The Magpie looked at her smugly. In her plain black dress she sat there like a cuckoo that has forced its way into another bird’s nest. ‘A fine room for a domestic servant, don’t you think?’ she said with satisfaction. ‘Capricorn knows how to value me.’
‘But he still makes you live in the cellar!’ replied Meggie. ‘Even though you’re his mother.’ If only words could be swallowed – caught and slipped quickly back between your lips.
The Magpie looked at her with such hatred that Meggie almost felt the woman’s bony fingers on her throat. But Mortola just sat there, her birdlike eyes looking fixedly at Meggie. ‘Who told you that? The old sorcerer?’

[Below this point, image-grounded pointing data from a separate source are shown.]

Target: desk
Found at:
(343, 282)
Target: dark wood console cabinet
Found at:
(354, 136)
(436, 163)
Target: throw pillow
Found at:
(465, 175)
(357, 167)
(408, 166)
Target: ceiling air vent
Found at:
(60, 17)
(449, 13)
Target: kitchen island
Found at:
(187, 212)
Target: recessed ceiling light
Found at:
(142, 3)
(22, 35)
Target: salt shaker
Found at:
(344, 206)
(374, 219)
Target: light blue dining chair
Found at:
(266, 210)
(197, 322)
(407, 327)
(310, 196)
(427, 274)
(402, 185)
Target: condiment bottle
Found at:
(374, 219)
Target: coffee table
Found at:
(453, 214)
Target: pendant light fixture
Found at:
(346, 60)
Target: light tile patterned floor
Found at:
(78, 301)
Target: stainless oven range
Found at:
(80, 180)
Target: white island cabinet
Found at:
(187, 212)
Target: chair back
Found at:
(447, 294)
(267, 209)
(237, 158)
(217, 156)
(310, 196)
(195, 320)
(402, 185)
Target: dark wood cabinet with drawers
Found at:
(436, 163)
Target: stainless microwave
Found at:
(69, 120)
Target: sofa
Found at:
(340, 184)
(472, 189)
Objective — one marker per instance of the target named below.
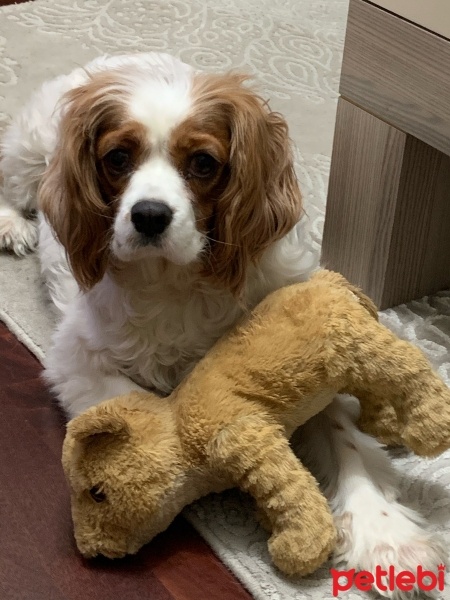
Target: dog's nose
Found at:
(151, 217)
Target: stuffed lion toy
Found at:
(133, 462)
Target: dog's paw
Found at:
(17, 234)
(390, 542)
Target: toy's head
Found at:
(124, 466)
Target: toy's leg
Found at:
(258, 458)
(396, 372)
(379, 419)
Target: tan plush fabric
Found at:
(134, 462)
(294, 49)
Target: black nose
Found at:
(151, 217)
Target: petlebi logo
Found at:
(388, 580)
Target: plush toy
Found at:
(134, 462)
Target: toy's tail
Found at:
(331, 277)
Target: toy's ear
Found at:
(98, 422)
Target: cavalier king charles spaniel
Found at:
(166, 205)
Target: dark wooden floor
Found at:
(38, 558)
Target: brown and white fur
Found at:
(168, 206)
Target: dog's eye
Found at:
(96, 494)
(202, 165)
(118, 160)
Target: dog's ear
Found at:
(69, 194)
(262, 200)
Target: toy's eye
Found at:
(96, 494)
(202, 165)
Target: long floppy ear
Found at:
(262, 200)
(69, 192)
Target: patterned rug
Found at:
(294, 49)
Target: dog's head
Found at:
(192, 168)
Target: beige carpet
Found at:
(293, 47)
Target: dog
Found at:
(168, 206)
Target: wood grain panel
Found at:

Meggie clamped her lips together and looked at Basta. He probably hadn’t heard a word; he was just putting the second snake back in the casket. Did he know Capricorn’s little secret? Before she could wonder about that any more Mortola put the book on her lap.
‘A word about this to anyone here, or indeed anywhere else,’ hissed the Magpie, ‘and I personally shall prepare your next meal. A little extract of monkshood, a few shoots of yew or perhaps a couple of hemlock seeds in the sauce, how do you fancy that? I can assure you you’d find it a hard meal to digest. Now, start reading.’
Meggie stared at the book on her lap. When Capricorn held it up in the church she hadn’t been able to make out the picture on the jacket. Now she had a chance to see it at close quarters. There was a landscape in the background that looked like a slightly different version of the hills surrounding Capricorn’s village. But the foreground showed a heart, a black heart surrounded by red flames.
‘Go on, open it!’ snapped the Magpie.
Meggie obeyed. She opened the book at the page beginning with the N and the horned marten perched on it. How long ago was it since she had stood in Elinor’s library looking at the same page? An eternity, a whole lifetime?